3 things to consider before you hire a tutor for your child

3 things to consider before you hire a tutor for your child

Haleta Tutors

1. Identify your goal

Are you trying to pass a test or a class? Or are you actually trying to learn something?

If all you want to do is pass a test or a class or get some other short-term result and be done with it, that’s a performance goal. However, if you want to actually understand an idea and be able to transfer it to different situations, that’s a learning goal.

While parents may have both performance and learning goals for their children, in general, learning should be placed above performance. Learning will lead to better performance, but it will happen at its own pace.

If you decide to use tutoring to achieve a performance goal, be aware of the pitfalls. If a student needs excessive test prep to pass a class or get into a program or college, the student may be set up for failure in whatever comes next.

2. Look carefully at the tutor’s actions

Good tutoring is not just the tutor teaching the student. In order for tutoring to be effective, students should be actively involved in the process, not just sitting silently while the tutor talks.

Here are a few things to listen for when a tutor is working with a student:

If the student does something right, does the tutor always say “Good!” and move on? Or does the tutor sometimes ask follow-up questions to check thinking? It’s better when there are follow-up questions, because sometimes students draw conclusions that help get answers correct on the current type of problem but then cause mistakes on the next types.

If the student makes a mistake, does the tutor say, “No, do it this way”? Or does the tutor say, “Tell me why you made that choice”? Getting the student to explain their choice enables the tutor to gain more insight into how the student goes about solving problems and to catch any errors in the student’s thinking.

Does the tutor help the student practice how to deal with confusion and mistakes? Students learn the most when they make a mistake and recognize that they made one. A good tutor will not intervene to prevent the mistake, but rather allows the mistake to happen and then helps the student to identify and fix it. This approach teaches skills the student can use when the tutor is no longer there.
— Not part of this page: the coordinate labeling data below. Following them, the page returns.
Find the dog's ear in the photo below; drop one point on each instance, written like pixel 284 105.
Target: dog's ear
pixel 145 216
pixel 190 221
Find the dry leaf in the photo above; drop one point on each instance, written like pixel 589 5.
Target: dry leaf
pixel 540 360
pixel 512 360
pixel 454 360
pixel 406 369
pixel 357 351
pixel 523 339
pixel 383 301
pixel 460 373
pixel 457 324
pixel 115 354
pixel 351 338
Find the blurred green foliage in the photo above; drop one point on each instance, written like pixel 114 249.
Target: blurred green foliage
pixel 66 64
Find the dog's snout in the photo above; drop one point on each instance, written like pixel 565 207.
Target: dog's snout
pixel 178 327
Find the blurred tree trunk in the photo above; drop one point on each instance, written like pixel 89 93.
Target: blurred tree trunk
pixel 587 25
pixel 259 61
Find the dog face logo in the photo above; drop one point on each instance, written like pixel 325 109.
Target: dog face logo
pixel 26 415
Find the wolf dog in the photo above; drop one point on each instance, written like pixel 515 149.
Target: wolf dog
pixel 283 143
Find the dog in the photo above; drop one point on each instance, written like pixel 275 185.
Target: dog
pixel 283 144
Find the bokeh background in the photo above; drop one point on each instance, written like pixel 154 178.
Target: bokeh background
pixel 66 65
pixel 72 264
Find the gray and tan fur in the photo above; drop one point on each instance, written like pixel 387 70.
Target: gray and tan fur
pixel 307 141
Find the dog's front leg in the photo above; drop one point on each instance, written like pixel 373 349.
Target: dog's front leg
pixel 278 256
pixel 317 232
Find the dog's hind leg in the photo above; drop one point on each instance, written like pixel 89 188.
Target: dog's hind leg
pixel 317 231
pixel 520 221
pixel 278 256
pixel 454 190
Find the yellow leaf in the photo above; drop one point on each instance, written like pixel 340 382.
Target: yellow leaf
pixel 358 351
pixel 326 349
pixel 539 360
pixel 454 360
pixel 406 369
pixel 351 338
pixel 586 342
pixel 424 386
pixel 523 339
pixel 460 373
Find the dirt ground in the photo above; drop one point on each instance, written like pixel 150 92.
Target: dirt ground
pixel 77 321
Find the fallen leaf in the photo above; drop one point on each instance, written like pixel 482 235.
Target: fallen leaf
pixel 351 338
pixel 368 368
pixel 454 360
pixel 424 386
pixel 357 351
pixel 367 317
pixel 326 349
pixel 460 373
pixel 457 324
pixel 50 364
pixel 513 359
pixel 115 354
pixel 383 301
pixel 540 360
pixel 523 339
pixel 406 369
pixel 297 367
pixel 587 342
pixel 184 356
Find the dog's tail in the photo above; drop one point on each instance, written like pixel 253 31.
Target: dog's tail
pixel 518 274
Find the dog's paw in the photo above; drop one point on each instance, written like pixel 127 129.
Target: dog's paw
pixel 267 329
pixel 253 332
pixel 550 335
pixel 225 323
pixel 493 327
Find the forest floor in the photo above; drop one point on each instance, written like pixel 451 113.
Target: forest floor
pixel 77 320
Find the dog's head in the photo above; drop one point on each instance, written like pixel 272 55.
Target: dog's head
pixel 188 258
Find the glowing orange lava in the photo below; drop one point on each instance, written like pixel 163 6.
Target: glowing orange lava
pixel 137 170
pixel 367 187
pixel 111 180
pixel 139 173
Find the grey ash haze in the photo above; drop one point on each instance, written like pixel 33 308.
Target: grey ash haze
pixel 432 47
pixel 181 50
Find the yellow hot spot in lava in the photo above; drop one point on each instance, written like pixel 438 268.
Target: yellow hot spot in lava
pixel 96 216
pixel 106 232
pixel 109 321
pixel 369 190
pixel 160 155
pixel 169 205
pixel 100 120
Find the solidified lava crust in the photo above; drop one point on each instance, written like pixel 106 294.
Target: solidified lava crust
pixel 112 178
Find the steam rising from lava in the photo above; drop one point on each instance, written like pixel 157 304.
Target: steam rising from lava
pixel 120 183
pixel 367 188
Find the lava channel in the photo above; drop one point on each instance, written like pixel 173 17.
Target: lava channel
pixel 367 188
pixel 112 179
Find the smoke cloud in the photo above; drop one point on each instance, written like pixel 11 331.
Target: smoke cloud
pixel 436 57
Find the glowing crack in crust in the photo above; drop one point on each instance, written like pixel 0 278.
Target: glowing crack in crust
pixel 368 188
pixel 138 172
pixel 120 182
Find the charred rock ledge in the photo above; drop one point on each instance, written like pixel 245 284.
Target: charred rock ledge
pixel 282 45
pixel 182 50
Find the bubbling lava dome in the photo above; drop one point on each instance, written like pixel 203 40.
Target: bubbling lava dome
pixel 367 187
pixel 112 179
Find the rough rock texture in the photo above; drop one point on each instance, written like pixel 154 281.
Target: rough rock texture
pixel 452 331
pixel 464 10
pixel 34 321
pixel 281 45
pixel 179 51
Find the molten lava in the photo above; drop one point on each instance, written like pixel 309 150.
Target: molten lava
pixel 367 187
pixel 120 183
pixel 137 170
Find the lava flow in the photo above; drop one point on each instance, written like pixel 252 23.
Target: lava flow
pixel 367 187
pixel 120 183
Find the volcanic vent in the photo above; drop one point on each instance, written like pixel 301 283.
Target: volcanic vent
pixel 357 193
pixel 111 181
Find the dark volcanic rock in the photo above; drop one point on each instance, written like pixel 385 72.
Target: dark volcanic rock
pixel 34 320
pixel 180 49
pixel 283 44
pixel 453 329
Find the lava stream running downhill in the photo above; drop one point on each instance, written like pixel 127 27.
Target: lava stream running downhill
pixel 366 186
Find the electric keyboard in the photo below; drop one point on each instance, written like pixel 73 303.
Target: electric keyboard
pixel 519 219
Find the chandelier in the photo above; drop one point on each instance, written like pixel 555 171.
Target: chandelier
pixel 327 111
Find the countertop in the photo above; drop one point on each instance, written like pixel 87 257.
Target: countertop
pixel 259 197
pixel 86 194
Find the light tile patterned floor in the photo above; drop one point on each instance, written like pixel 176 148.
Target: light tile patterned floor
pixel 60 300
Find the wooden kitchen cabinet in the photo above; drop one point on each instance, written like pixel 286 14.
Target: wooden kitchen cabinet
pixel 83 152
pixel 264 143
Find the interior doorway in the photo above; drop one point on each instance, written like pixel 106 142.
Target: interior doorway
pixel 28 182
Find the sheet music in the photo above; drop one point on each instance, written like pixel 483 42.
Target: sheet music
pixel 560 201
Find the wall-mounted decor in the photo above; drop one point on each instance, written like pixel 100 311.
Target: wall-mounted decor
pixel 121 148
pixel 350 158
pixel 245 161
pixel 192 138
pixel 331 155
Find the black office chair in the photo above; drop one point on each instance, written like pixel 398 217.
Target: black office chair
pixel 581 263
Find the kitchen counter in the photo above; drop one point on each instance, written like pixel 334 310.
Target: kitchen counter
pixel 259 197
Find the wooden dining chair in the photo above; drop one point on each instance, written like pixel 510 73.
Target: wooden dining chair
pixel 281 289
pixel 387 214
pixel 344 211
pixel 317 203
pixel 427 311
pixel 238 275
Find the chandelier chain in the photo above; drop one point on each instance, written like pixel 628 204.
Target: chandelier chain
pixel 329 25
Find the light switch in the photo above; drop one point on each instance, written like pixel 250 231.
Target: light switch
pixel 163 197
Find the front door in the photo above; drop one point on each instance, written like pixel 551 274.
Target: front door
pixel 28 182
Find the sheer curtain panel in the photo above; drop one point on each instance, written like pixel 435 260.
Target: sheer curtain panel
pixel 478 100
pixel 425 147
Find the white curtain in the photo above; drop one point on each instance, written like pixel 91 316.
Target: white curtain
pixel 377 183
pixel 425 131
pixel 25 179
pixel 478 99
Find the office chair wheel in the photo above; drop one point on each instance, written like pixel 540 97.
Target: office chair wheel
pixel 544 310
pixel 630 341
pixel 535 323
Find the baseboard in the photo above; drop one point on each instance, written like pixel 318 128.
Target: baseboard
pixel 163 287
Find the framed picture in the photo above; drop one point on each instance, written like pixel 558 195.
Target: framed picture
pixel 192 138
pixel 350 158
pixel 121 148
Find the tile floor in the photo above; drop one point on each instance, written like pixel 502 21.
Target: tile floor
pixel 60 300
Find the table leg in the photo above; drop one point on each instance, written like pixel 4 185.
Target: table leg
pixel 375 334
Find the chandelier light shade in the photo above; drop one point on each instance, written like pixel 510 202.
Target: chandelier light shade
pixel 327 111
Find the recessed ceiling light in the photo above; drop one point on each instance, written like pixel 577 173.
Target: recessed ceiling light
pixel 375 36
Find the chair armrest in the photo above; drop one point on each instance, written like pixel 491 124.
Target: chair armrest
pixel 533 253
A tutor who says “OK, this is a quadratic equation so you need to factor,” or “This question is about similes, so look for the words ‘like’ or ‘as,’” has done most of the thinking for the student and is not helping them long-term. Students should be asked to read a question and decide on a plan before the tutor gives any feedback.

3. Keep expectations reasonable

There is no guarantee that tutoring will pay off.

While tutoring is generally more likely to benefit a student than not, research on tutoring is contradictory because there are so many factors at play. And too much time spent on tutoring can actually have a negative effect on students.

For instance, tutor expertise in a subject might increase student performance, but it might also make no difference that you can readily see.

A tutor’s previour experience can have a positive effect, but surprisingly it could also have a negative effect on students.

One of the reasons the research is all over the place when it comes to tutoring is because student characteristics vary. For instance, some students may put forth more effort or have more motivation than others. Outside factors such as classroom instruction and living situations also come into play. Tutoring can only do so much.